Control flow-related miscompilation:
maleadt opened this issue · 1 comments
maleadt commented
MWE from JuliaGPU/GPUArrays.jl#525:
using Metal, KernelAbstractions
function doit!(dest, src)
bc = Broadcast.instantiate(Broadcast.broadcasted(identity, src))
if bc isa Broadcast.Broadcasted
bc = Broadcast.preprocess(dest, bc)
end
# grid-stride kernel
@kernel function map_kernel(dest, bc, nelem)
j = 0
J = @index(Global, Linear)
i = 1
for i in 1:nelem
j += 1
if j <= length(dest)
# XXX: adding @inbounds here works around the miscompilation
J_c = CartesianIndices(axes(bc))[(J-1)*nelem + j]

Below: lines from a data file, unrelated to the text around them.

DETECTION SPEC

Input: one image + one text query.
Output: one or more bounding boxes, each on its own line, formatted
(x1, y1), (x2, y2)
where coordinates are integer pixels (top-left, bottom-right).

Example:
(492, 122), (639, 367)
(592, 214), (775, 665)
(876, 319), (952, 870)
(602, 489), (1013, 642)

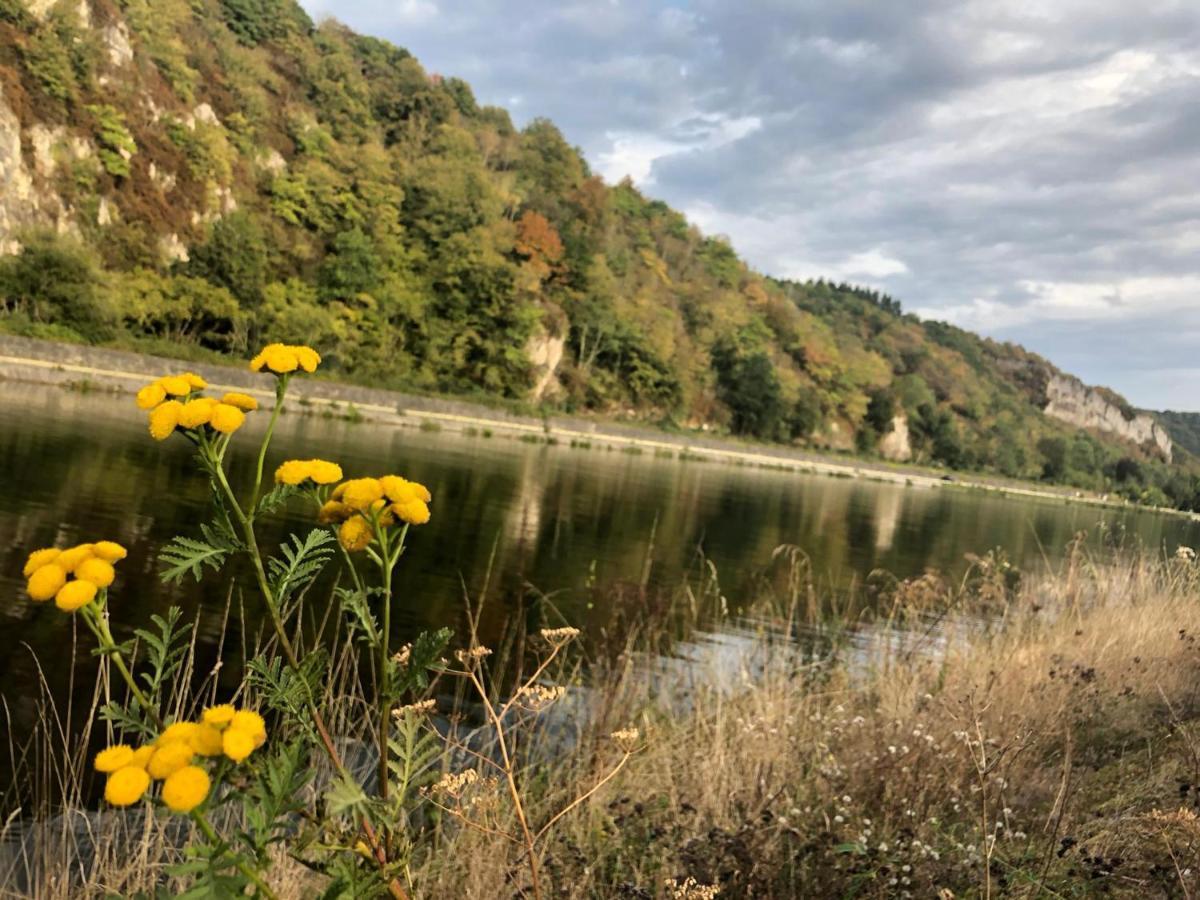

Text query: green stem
(83, 606), (164, 731)
(191, 810), (277, 900)
(250, 376), (288, 509)
(376, 526), (391, 800)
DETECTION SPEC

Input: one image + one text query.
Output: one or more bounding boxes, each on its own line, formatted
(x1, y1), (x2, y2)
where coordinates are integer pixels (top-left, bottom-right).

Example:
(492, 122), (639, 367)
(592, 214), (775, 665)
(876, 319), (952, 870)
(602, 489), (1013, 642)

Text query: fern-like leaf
(158, 524), (241, 584)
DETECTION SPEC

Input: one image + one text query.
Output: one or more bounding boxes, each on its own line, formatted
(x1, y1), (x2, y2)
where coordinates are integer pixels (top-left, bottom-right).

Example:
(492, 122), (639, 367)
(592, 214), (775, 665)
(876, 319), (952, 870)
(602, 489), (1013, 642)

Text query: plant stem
(376, 523), (408, 800)
(191, 810), (277, 900)
(470, 670), (541, 900)
(202, 415), (408, 900)
(83, 605), (164, 731)
(250, 376), (288, 509)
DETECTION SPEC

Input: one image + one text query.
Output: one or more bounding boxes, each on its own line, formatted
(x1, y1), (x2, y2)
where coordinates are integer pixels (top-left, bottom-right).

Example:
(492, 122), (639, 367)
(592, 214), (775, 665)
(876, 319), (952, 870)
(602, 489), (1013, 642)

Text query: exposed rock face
(880, 415), (912, 462)
(104, 22), (133, 68)
(526, 334), (566, 400)
(1043, 374), (1171, 462)
(0, 85), (38, 253)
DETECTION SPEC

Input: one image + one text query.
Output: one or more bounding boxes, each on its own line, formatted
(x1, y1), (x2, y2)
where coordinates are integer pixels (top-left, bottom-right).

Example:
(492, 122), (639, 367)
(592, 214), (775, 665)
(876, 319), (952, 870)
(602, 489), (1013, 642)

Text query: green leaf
(266, 528), (334, 606)
(254, 485), (300, 517)
(325, 775), (371, 817)
(158, 524), (241, 584)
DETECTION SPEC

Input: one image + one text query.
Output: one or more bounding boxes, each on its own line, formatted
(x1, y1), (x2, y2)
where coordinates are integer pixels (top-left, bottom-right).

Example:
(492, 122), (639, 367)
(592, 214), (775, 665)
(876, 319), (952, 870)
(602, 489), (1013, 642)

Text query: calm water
(0, 384), (1200, 796)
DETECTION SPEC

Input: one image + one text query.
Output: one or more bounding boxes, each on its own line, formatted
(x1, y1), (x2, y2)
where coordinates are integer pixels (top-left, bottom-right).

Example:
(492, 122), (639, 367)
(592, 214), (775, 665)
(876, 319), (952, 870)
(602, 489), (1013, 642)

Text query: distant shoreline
(0, 335), (1200, 518)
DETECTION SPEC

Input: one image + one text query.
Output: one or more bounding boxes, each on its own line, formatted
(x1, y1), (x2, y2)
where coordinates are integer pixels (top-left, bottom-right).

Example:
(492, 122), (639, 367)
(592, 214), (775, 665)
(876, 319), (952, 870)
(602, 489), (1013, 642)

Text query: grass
(0, 545), (1200, 899)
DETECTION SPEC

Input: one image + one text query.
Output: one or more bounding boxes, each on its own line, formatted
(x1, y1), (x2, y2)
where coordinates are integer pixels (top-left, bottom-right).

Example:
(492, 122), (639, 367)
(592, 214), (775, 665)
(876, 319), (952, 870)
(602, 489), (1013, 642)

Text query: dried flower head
(666, 875), (721, 900)
(455, 646), (492, 665)
(391, 700), (438, 719)
(428, 769), (479, 799)
(608, 727), (641, 754)
(517, 684), (566, 712)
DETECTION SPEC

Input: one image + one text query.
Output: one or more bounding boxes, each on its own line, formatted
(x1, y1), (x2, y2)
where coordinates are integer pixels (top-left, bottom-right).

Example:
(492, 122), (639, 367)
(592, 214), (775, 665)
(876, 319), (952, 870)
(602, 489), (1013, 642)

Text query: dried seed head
(666, 875), (721, 900)
(455, 646), (492, 665)
(391, 700), (438, 719)
(426, 769), (479, 799)
(608, 727), (640, 754)
(517, 684), (566, 712)
(541, 625), (580, 643)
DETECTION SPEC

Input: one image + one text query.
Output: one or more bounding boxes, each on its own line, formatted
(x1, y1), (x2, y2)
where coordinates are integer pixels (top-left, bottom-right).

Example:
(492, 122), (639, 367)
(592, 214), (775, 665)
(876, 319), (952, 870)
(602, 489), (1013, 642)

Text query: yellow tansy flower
(340, 478), (383, 510)
(371, 499), (396, 528)
(76, 557), (116, 588)
(54, 581), (96, 612)
(221, 391), (258, 413)
(308, 460), (342, 485)
(391, 497), (430, 524)
(209, 403), (246, 434)
(187, 725), (222, 756)
(317, 500), (354, 524)
(136, 382), (167, 409)
(25, 563), (67, 602)
(288, 346), (320, 372)
(229, 709), (266, 746)
(337, 516), (371, 553)
(379, 475), (433, 503)
(146, 740), (196, 781)
(104, 766), (150, 806)
(150, 400), (184, 440)
(94, 744), (133, 772)
(162, 766), (211, 812)
(158, 376), (192, 397)
(254, 343), (300, 374)
(22, 547), (62, 578)
(275, 460), (312, 485)
(91, 541), (128, 563)
(54, 544), (92, 575)
(179, 397), (217, 428)
(221, 728), (254, 762)
(204, 703), (238, 728)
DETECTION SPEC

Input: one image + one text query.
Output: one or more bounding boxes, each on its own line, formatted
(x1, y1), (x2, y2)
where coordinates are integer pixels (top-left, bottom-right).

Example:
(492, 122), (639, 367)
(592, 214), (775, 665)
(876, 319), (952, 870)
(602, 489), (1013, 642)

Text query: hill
(1154, 410), (1200, 456)
(0, 0), (1200, 508)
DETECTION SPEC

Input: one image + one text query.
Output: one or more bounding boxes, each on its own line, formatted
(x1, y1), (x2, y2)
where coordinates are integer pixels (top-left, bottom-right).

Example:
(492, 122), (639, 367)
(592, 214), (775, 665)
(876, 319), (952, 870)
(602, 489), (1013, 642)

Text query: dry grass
(0, 548), (1200, 900)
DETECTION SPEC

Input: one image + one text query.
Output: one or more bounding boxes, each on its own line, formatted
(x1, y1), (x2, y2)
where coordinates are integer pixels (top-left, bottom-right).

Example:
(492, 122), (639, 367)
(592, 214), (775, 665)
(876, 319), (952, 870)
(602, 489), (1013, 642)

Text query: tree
(713, 338), (784, 439)
(187, 212), (268, 308)
(0, 232), (113, 342)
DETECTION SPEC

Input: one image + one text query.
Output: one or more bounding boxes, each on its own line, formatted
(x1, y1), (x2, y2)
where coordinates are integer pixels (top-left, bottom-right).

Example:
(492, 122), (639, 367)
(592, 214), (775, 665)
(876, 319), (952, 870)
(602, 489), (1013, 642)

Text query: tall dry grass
(0, 544), (1200, 900)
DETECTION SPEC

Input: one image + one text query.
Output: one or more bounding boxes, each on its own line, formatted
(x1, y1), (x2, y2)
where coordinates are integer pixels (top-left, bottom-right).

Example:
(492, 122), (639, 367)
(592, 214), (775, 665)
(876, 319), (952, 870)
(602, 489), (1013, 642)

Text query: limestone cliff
(1043, 373), (1171, 462)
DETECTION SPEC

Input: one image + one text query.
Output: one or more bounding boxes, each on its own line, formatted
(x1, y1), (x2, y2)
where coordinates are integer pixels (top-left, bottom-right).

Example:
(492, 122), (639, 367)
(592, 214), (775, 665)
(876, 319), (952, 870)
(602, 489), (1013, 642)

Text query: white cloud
(596, 115), (762, 187)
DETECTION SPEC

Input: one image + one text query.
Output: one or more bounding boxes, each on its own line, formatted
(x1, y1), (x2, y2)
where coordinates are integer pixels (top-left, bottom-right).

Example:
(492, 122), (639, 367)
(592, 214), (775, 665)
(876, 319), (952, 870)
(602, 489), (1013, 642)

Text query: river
(0, 383), (1200, 786)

@inbounds dest[J_c] = bc[J_c]
end
end
end
kernel = map_kernel(get_backend(dest))
kernel(dest, bc, 1; ndrange = length(dest))
return dest
end
function main(n=2)
dst = zeros(Float32, n)
src = ones(Float32, n)
doit!(dst, src)
@show dst
dst = Metal.zeros(Float32, n)
src = Metal.ones(Float32, n)
doit!(dst, src)
@show dst
return
end
Causes invalid results in my M3 Pro, as well as my M1 Pro:
julia> main(2)
dst = Float32[1.0, 1.0]
dst = Float32[0.0, 0.0]
May also be the cause of hard compilation failures seen in https://buildkite.com/julialang/gpuarrays-dot-jl/builds/985#0190ded6-c40b-4d43-80f6-4785d8a6a8bf, which I cannot reproduce.
Doesn't happen with 1-sized inputs. Also doesn't happen when adding @inbounds
to the only remaining exception block.
maleadt commented
Seems fixed indeed, thanks for confirming @christiangnrd!